Me quedé inmóvil.
El hombre guardó el teléfono en el bolsillo y caminó despacio hacia mí.
Cuando estuvo a menos de dos metros, dejó las bolsas sobre la banca.
—Hola, Emma.
Su voz era exactamente la misma que acababa de escuchar en la nota de voz.
—¿Tú… eres K?
Sonrió.
—Sí.
No parecía nervioso.
Yo sí.
Durante seis meses le había contado mis días más difíciles a un desconocido.
Y ahora estaba frente a mí.
—¿Cómo sabes dónde encontrarme?
Él levantó ligeramente su teléfono.
—Me escribiste desde el centro comercial. Compartiste tu ubicación sin darte cuenta cuando aceptaste la invitación del grupo del juego hace meses.
Abrí mucho los ojos.
Él soltó una pequeña risa.
—Nunca la usé. Hasta hoy.
Empujó suavemente la bolsa de Hermès hacia mí.
—Es tuya.
Negué de inmediato.
—No puedo aceptar eso.
—Entonces no la aceptes por el bolso.
Señaló la caja de Bulgari.
—Acéptala porque quiero demostrarte algo.
Fruncí el ceño.
—¿Qué cosa?
—Que cuando alguien te aprecia, no necesita quitarle cosas a otra persona para hacerte feliz.
Sentí un nudo en la garganta.
Era una frase sencilla.
Pero nadie me había tratado así en mucho tiempo.
En ese momento escuché una voz conocida.
—¡Emma!
Giré la cabeza.
Ryan y Olivia salían de una tienda.
Detrás de ellos caminaba Ethan con una bolsa de Bulgari en la mano.
Los tres se quedaron inmóviles al verme acompañada.
Ryan fue el primero en acercarse.
—¿Quién es él?
El desconocido respondió antes que yo.
—Un amigo.
Ethan observó las bolsas sobre la banca.
Su expresión cambió.
—Emma, ¿de dónde salió todo eso?
No respondí.
Olivia dio un paso al frente.
—Qué bonito collar.
Intentó tomar la bolsa de Bulgari.
El hombre la retiró con tranquilidad.
—Lo siento.
Su sonrisa desapareció.
—Esto no es para usted.
Ryan frunció el ceño.
—¿Sabes con quién estás hablando?
—Sí.
Lo miró directamente.
—Con el hermano de Emma.
Luego añadió con absoluta calma:
—El mismo que lleva años enseñándole que siempre merece menos que los demás.
Ryan apretó los puños.
—No te metas en asuntos de mi familia.
El hombre sacó una tarjeta de presentación y se la entregó.
Ryan apenas la leyó.
Su rostro perdió el color.
Ethan tomó la tarjeta de sus manos.
También palideció.
En letras plateadas podía leerse:
Alexander King
Presidente Ejecutivo – King Luxury Group
La empresa propietaria de Hermès y Bulgari en gran parte del país.

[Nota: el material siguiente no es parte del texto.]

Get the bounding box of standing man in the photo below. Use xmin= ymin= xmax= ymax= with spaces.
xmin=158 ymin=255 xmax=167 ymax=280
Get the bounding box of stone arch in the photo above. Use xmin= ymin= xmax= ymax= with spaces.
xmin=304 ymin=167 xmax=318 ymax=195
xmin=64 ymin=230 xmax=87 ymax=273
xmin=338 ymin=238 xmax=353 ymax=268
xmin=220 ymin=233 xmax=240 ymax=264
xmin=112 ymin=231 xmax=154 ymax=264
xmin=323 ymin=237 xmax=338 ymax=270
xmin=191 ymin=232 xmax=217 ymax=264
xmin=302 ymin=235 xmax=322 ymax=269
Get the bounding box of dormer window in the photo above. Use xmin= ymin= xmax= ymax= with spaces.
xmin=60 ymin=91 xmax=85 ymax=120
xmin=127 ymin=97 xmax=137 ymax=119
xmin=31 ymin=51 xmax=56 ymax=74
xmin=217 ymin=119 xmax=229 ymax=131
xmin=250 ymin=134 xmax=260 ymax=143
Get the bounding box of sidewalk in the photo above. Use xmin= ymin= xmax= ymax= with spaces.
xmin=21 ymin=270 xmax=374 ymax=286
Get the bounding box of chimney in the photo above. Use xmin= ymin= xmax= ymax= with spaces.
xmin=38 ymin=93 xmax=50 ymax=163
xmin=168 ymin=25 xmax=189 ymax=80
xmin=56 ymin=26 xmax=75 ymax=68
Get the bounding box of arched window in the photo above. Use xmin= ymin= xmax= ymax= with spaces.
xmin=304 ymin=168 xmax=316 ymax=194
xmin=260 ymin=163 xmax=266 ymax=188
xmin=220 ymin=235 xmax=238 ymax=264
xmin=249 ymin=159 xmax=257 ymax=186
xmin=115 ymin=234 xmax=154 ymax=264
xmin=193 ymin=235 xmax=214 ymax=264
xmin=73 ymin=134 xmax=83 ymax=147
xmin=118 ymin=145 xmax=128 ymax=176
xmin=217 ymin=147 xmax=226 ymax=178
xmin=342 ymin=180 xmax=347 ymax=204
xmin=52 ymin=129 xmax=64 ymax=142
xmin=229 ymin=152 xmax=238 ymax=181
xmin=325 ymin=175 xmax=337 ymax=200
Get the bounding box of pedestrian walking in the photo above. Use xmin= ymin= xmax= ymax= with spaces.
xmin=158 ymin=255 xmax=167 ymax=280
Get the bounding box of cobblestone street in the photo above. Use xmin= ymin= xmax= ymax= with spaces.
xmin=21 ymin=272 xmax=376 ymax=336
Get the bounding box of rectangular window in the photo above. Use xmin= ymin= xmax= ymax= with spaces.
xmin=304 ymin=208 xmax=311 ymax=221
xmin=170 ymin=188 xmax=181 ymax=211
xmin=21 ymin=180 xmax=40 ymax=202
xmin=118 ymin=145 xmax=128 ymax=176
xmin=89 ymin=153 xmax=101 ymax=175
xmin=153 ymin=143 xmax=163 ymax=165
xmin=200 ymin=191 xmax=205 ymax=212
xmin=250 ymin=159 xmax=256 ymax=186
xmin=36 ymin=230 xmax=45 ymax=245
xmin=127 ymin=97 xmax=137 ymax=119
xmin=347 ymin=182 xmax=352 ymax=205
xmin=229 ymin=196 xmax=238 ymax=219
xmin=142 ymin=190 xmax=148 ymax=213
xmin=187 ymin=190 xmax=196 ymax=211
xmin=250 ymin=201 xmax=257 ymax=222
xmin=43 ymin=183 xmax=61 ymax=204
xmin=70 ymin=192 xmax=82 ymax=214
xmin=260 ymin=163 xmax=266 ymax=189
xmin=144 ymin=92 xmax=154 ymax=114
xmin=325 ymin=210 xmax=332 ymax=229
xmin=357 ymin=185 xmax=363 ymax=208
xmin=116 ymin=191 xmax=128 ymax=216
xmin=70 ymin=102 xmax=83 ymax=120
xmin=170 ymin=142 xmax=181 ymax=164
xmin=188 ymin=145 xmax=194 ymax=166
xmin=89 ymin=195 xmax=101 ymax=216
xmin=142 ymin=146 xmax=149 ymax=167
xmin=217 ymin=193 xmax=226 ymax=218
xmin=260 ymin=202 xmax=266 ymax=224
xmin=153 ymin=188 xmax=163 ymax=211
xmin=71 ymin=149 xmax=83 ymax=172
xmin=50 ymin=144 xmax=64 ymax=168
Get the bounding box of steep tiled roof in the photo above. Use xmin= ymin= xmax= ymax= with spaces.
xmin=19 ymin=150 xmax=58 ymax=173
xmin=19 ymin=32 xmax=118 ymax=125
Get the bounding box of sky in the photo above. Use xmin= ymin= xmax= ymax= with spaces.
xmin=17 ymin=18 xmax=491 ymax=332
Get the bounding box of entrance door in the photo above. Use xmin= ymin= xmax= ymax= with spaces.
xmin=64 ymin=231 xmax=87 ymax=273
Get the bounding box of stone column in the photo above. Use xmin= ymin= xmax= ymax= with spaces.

Olivia abrió lentamente los ojos.
—¿El… Alexander King?
Él guardó las manos en los bolsillos.
—El mismo.
Después volvió a mirarme.
—Emma, hace seis meses me escribiste porque necesitabas que alguien te escuchara.
Hizo una pausa.
—Hoy vine porque ya no quiero seguir escondiéndome detrás de una pantalla.
Ethan dio un paso hacia mí.
—Emma, podemos hablar en privado.
Negué con tranquilidad.
—Llevé meses intentando hablar contigo.
Miré la bolsa de Bulgari que él sostenía.
—Pero siempre elegiste comprar regalos para otra persona.
Nadie respondió.
Alexander tomó las bolsas y las dejó nuevamente frente a mí.
—No tienes que decidir nada hoy.
Sonrió con serenidad.
—Solo quería que, por una vez, alguien te eligiera primero.
En ese instante, el teléfono de Ryan comenzó a sonar.
Contestó con el ceño fruncido.

A medida que escuchaba, su rostro se volvía cada vez más blanco.
—¿Qué…? ¿Cómo que el testamento?
Levantó lentamente la mirada hacia Emma.
Y, por primera vez desde la muerte de su padre, entendió que el verdadero heredero de la familia… nunca había sido Olivia.